American dreams
Most analysts would predict a slowdown in US cross-border deals following the recent fall of the dollar against the pound, mounting national debt and economic uncertainty. They’d be wrong.
When the pound broke through the $2 barrier in April, some might have been surprised to see US private equity firms continue their inroads into UK businesses.
But undeterred by the expense of UK companies, American private equity firms, including giants such as KKR and Blackstone, launched bold plans to buy FTSE 100-listed companies even as the dollar was flying south.
While Blackstone – in partnership with CVC Capital Partners and TPG Capital – foundered in its £9.7 billion bid for supermarket chain Sainsbury’s, KKR has had its £11.1 billion bid for pharmaceutical retailer Alliance Boots accepted by shareholders.
These bids demonstrate the ambition and confidence of US private equity houses as they eye opportunities in the UK and mainland Europe.
“More private equity and hedge funds continue to establish operations here in the UK and Europe because of the perception that Europe still offers investment opportunities that are more attractive than US opportunities,” says Brian McKay from US investment bank Houlihan Lokey Howard & Zukin. “There is also scope for cost reductions, consolidation, add-on investment and growth relative to the US. Many US-based private equity and hedge fund clients believe they have perfected investment models or approaches in the US and are looking to apply those… here in Europe.”
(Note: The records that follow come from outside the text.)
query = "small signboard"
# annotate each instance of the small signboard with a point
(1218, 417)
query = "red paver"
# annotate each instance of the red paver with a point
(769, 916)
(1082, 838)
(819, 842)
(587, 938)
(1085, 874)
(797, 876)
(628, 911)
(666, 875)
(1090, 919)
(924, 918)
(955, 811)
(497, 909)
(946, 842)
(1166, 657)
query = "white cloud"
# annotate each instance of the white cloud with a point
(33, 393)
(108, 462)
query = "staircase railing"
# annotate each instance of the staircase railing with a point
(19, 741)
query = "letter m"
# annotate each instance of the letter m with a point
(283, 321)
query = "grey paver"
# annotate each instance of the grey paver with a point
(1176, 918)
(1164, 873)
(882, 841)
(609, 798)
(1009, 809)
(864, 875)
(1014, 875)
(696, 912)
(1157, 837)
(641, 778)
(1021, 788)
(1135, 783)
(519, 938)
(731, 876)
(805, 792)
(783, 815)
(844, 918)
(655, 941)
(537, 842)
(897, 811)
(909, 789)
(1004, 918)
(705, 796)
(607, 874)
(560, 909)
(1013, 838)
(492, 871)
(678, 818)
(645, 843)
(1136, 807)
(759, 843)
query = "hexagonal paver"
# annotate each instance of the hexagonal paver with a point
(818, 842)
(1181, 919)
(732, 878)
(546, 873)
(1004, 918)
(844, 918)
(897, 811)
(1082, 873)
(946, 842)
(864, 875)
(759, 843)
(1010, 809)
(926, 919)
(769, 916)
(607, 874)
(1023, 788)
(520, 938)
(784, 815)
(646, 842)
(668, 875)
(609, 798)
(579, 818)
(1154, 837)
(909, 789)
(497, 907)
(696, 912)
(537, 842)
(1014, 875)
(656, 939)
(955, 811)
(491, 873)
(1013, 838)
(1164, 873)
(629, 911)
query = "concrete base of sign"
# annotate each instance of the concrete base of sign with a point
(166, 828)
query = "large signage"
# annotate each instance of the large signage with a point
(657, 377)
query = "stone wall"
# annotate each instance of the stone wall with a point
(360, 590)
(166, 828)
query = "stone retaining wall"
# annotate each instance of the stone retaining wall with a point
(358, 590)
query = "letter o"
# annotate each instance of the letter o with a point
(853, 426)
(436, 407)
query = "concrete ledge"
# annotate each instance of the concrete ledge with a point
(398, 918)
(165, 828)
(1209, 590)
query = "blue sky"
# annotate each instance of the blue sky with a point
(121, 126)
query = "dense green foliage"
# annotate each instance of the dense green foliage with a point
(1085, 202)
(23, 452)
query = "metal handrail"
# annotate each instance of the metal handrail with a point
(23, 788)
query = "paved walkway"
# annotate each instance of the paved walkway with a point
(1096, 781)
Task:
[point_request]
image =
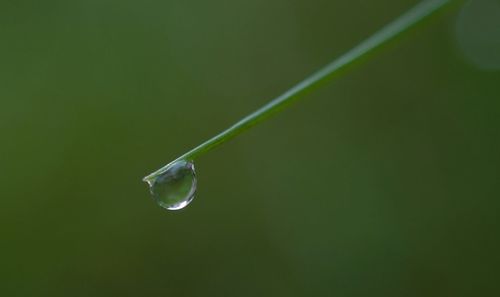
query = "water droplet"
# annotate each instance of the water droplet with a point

Private equity firms have not just targeted big ticket deals, the mid market has also been loomed large for US firms. “Spaces such as consumer products, business services and capital goods are seeing private equity buyers paying multiple levels considerably higher than previously,” McKay says. “This has been driven almost entirely by the amount, pricing and structure of leveraged finance available.”
Trading up
But this influx of investment has often come at the expense of other buyers. “Trade buyers are struggling in the mid-market,” says Robin Johnson, a UK-based partner at law firm Eversheds . “We have situations regularly on auction deals – and there are some strong auction deals going on – whereby trade are coming in at the lowest end of the bids and… when you’ve private equity with lots of money chasing deals and prepared to pay more, it is very difficult to put a trade buyer in.”
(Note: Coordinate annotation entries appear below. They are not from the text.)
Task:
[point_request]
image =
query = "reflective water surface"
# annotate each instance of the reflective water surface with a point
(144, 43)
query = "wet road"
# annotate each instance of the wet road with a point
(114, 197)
Johnson added that private equity houses have been doing deals up to 13 times ebitda and still had other investors wanting to come in on the deal. But he does not believe this is sustainable and the industry will dip at some point. “There is a maturity in the market which would indicate that when it happens it will be more along the lines of restructuring than crash and burn,” he says.
Coming to America
Nevertheless, trade buyers have not found the small to mid-market totally barren. For example, US manufacturer RBC Bearings bought Gloucester-based Phoenix Bearings for $4.3 million [£2.2 million] in cash in May.
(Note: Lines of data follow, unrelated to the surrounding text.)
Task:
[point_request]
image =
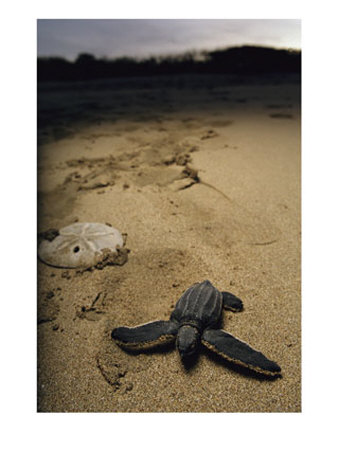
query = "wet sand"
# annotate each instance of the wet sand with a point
(203, 174)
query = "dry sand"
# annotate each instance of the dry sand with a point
(129, 153)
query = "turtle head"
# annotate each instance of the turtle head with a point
(188, 339)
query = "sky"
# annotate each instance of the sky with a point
(145, 37)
UK acquirers have also targeted the US. For example, oil and gas exploration firm Sterling Energy plc bought Whittier Energy, a Houston-based onshore US Gulf Coast exploration and production company, for $145 million in January.
Sterling, which is based in Harpenden in Hertfordshire, bought Whittier, a Nasdaq-listed company, because it complemented its existing US assets.
Elsewhere, agricultural biotech business FuturaGene plc bought US-based CBD Technologies, a biotech company that uses environmentally friendly processes to produce paper, for £3 million in December 2006.
Indeed, there has been significant activity among UK and European players seeking to grow by acquisition in the US, but it is not necessarily down to the attractiveness of businesses in terms of the weak dollar.
“The relatively low dollar might imply assets are cheap in euro or sterling terms, [but] the corresponding cash flows are less in local terms as well,” McKay says. “The question comes down to expected outlook for the dollar versus sterling or euro, which is entirely uncertain.
“It’s the right time to buy for UK acquisitions when the dollar is low, but expected to increase. It’s a condition that many of our clients believe is the case now.”
As a result, McKay expects M&A volumes to continue at their current level and possibly increase. “There are very strong credit and equity markets and there are unprecedented liquidity and piles of cash in private equity and hedge funds that need to be invested,” he said. “Further, the wave of top of market large-cap mergers and acquisition deals will result inevitably in a follow-on wave of non-core divestitures and bolt-on deals.”
McKay added that the large US current account and trade deficits are an issue influencing the outlook for the US currency and economy. It’s a concern is modest compared to the cash that needs investing by private equity companies. “[But] if the economy goes south, that may signal further buying opportunities,” he says.